Gestern war ich mit Ella im Arbachtal, sozusagen Recherche vor Ort. Pierre Godbillon von der Initiative „Rettet das Arbachtal“ hatte mich angeschrieben und ich hatte ihm einen gemeinsamen Spaziergang vorgeschlagen. Seine Antwort steht noch aus und ich hatte gerade nichts Besseres vor. Geh ich halt zunächst mal allein mit Ella.
Auf einer kleinen Obstwiese verbrennt ein Obstbauer Reisigholz. Der Rauch zieht mich an. Beim Näherkommen erkenne ich einen lieben Bekannten: „Ja, wa maasch au du do?“ – Man kommt auf das Thema Besiedelung des Tals. Was er davon halte? „I sag dir ezert emol, wie’s i seh – …“ Er schwätzt schwäbisch, abr i schreib nach dr Schrift. Er erzählt von früher, als sich Landwirtschaft mit Streuobst noch rentiert habe. Das Streuobst, um das viele sich jetzt sorgen, wäre im letzten Herbst zum großen Teil auf dem Boden verrottet. Es kümmere sich halt keiner. „Sieh dir mal die Bäume an!“ Er deutet auf eine Streuobstwiese, die etwa 50 Meter oberhalb liegt. Mit bloßem Auge erkenne ich die vielen großen Mistelbüsche, welche die Bäume befallen haben – kein Baum ohne die Parasitengewächse. Jede Mistelgabel 1 Jahr, da kommen einige Jahre zusammen. „Dem Baum links gebe ich noch ein Jahr, den anderen auch nicht viel mehr!“ – Gleich nebenan gebe es eine Wiese, die der Gemeinde gehöre. Gedacht als Schulprojekt, bliebe auch sie seit Langem ungepflegt sich selbst überlassen. All diejenigen, die jetzt den Bestand der Streuobstwiesen reklamieren, von denen habe er noch keinen gesehen, der „sich hier den Buckel abgeschuftet hat.“ – Nicht meine Worte. Es sei halt viel Arbeit, die sich finanziell kaum lohne. Nicht einmal vom Schnapsbrennen bleibe ihm viel übrig. Er mache es trotzdem. Familientradition halt. Das Grundstück würde er gerne verkaufen, wenn auch nicht ohne Wehmut. Man merkt ihm die Resignation an. Als Buben hätten sie hier gespielt, „Lägerle“ gebaut und in den Bäumen geklettert.
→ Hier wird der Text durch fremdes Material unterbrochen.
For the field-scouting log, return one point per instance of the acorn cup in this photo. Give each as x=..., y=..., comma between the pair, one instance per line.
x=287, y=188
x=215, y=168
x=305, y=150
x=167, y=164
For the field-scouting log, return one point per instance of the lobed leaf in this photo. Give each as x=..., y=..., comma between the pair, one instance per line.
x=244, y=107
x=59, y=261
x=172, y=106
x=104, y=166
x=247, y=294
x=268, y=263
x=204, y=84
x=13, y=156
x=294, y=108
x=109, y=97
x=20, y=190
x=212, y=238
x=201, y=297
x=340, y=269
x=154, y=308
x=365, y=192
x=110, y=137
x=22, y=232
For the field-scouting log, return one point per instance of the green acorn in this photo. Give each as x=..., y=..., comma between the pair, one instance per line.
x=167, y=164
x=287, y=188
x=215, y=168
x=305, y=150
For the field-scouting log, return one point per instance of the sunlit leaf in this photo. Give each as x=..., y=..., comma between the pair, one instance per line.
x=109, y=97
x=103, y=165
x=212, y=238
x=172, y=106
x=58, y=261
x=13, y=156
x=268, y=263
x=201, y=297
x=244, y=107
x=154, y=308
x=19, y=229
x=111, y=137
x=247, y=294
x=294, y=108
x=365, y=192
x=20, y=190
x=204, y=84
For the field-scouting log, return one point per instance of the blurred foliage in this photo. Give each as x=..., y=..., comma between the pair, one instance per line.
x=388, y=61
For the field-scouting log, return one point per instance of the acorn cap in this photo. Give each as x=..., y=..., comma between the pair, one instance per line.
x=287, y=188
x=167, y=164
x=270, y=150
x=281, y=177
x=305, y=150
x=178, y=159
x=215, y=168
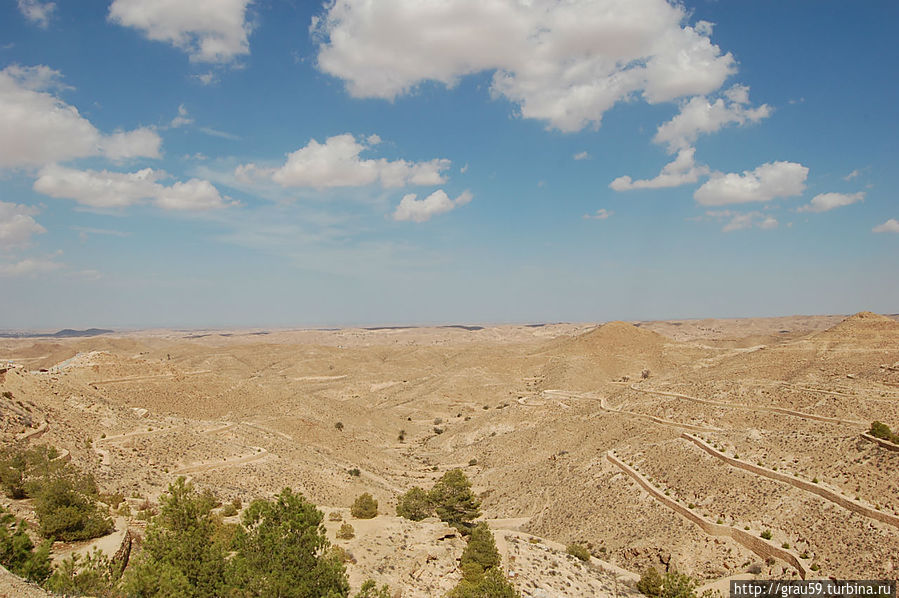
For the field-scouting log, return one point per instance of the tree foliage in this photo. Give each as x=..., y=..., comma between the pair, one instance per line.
x=883, y=431
x=17, y=551
x=670, y=585
x=282, y=551
x=414, y=504
x=88, y=575
x=181, y=554
x=480, y=553
x=364, y=507
x=492, y=584
x=454, y=501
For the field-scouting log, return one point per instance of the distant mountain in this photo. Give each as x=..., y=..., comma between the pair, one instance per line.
x=65, y=333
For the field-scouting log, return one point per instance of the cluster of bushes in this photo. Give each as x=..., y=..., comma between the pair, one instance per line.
x=481, y=572
x=882, y=431
x=670, y=585
x=65, y=499
x=18, y=553
x=451, y=499
x=279, y=548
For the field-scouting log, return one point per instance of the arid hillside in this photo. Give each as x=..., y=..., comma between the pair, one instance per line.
x=713, y=447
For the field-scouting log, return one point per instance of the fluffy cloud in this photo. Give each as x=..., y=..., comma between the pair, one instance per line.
x=680, y=171
x=828, y=201
x=600, y=214
x=768, y=181
x=421, y=210
x=38, y=128
x=562, y=62
x=699, y=115
x=17, y=225
x=28, y=266
x=37, y=11
x=743, y=220
x=890, y=226
x=208, y=30
x=104, y=189
x=337, y=163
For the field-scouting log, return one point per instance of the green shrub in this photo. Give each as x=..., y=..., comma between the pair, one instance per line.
x=346, y=532
x=882, y=431
x=282, y=551
x=480, y=553
x=64, y=512
x=182, y=554
x=364, y=507
x=670, y=585
x=454, y=501
x=490, y=585
x=17, y=552
x=414, y=504
x=579, y=551
x=370, y=589
x=88, y=575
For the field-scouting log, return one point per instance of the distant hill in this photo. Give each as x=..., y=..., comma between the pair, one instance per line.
x=65, y=333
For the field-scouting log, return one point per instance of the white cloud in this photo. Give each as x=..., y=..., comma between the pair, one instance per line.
x=680, y=171
x=104, y=189
x=131, y=144
x=768, y=181
x=39, y=128
x=828, y=201
x=698, y=116
x=28, y=266
x=421, y=210
x=600, y=214
x=743, y=220
x=562, y=62
x=208, y=30
x=182, y=119
x=337, y=163
x=37, y=11
x=890, y=226
x=17, y=225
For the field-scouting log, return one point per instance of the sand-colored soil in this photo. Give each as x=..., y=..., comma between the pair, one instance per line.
x=530, y=413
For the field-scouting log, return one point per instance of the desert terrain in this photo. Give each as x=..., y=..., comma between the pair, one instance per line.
x=676, y=445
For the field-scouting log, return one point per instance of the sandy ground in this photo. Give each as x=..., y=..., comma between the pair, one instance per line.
x=529, y=413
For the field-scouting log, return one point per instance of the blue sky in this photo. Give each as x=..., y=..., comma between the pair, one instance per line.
x=249, y=163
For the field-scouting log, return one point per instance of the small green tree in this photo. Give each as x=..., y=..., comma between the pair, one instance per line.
x=670, y=585
x=17, y=552
x=454, y=501
x=883, y=431
x=181, y=555
x=480, y=553
x=579, y=551
x=370, y=589
x=364, y=507
x=492, y=584
x=67, y=513
x=414, y=504
x=88, y=575
x=283, y=552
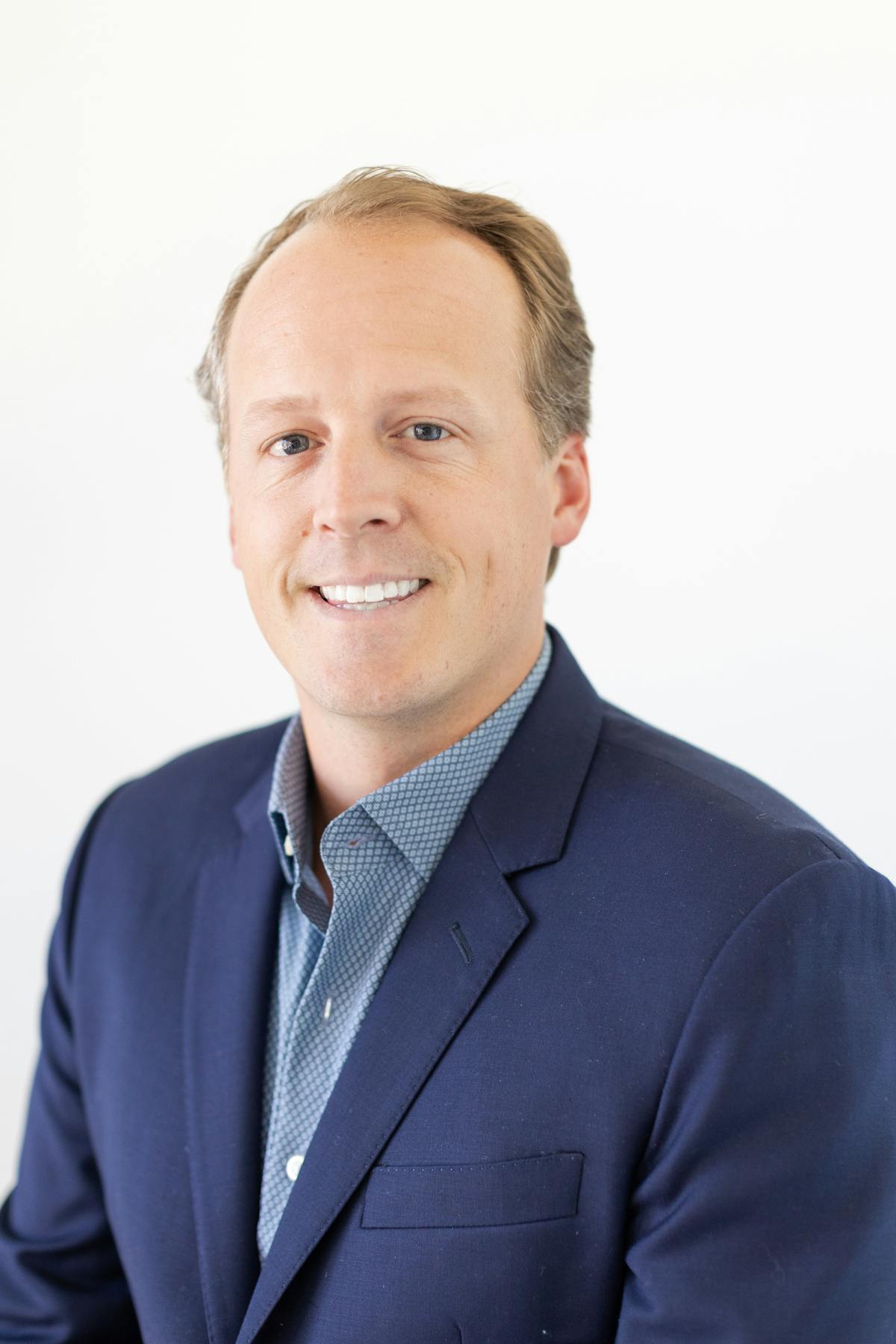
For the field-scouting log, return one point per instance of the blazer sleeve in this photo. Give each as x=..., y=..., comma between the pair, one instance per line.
x=766, y=1202
x=60, y=1277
Ca. eine halbe Stunde später treffe ich auf Anne mit ihrem Oskar. Oskar ist ein herrlicher, schwarzer Labradorrüde. Meine Leckerlis aus dem Hundsladen interessieren ihn mehr als unsere Hündin Ella. Anne erzählt vom Gütle ihres Vaters mit Obstsorten, die es woanders kaum noch gebe, Boskop beispielsweise. Anders als andere Streuobstwiesen sei die vom „Vaddr“ sehr gepflegt. Anne sorgt sich um die Obstvielfalt, die verloren ginge. Auch würde sie die gewohnten Zuteilungen vom Papa sehr vermissen. Nebenbei erfahre ich, dass ihr alter Herr ein verständnisvoller Mensch mit einem Herz für die „Jonge“ ist, der einer Jugendclique kostenlos einen Platz für deren Bauwagen überlassen hat. Netter Mann, denke ich, den muss ich kennenlernen.
Am Parkplatz angekommen erkennt mich – vermutlich eher Ella, die hat mittlerweile mehr Follower als ich – ein Wanderer mit Hund: “ Sie sind doch der Bürgermeisterkandidat!“ – Er sei auch in der Initiative. Ich bereite mich innerlich schon mal auf einen Monolog vor. Aber nein – man plaudert und er lädt zum Hundetreff auf freier Wiese ein, einem lockeren Freundeskreis mit Hunden.
Die Zukunft des Arbachtals beschäftigt die Menschen aus den unterschiedlichsten Gründen. Bestandsschutz gegen legitimen Verbrauch. Vom ersten Schrei an sind wir Verbraucher. Es geht letztlich darum, das richtige Maß zu finden. Und alle, die den Status quo halten wollen, müssen sich klar darüber sein, dass ihr Veto auch negative Konsequenzen für Menschen hat, die dringend bezahlbaren Wohnraum benötigen. Als Kandidat könnte man jetzt versprechen, was man will – aber auch ein Bürgermeister hat im Gemeinderat nur eine Stimme. Man ist eben doch nicht König von Pfullingen, sondern primus inter pares – Erster unter Gleichen. Ich gehe mit neuen Erkenntnissen. Nachdenklich.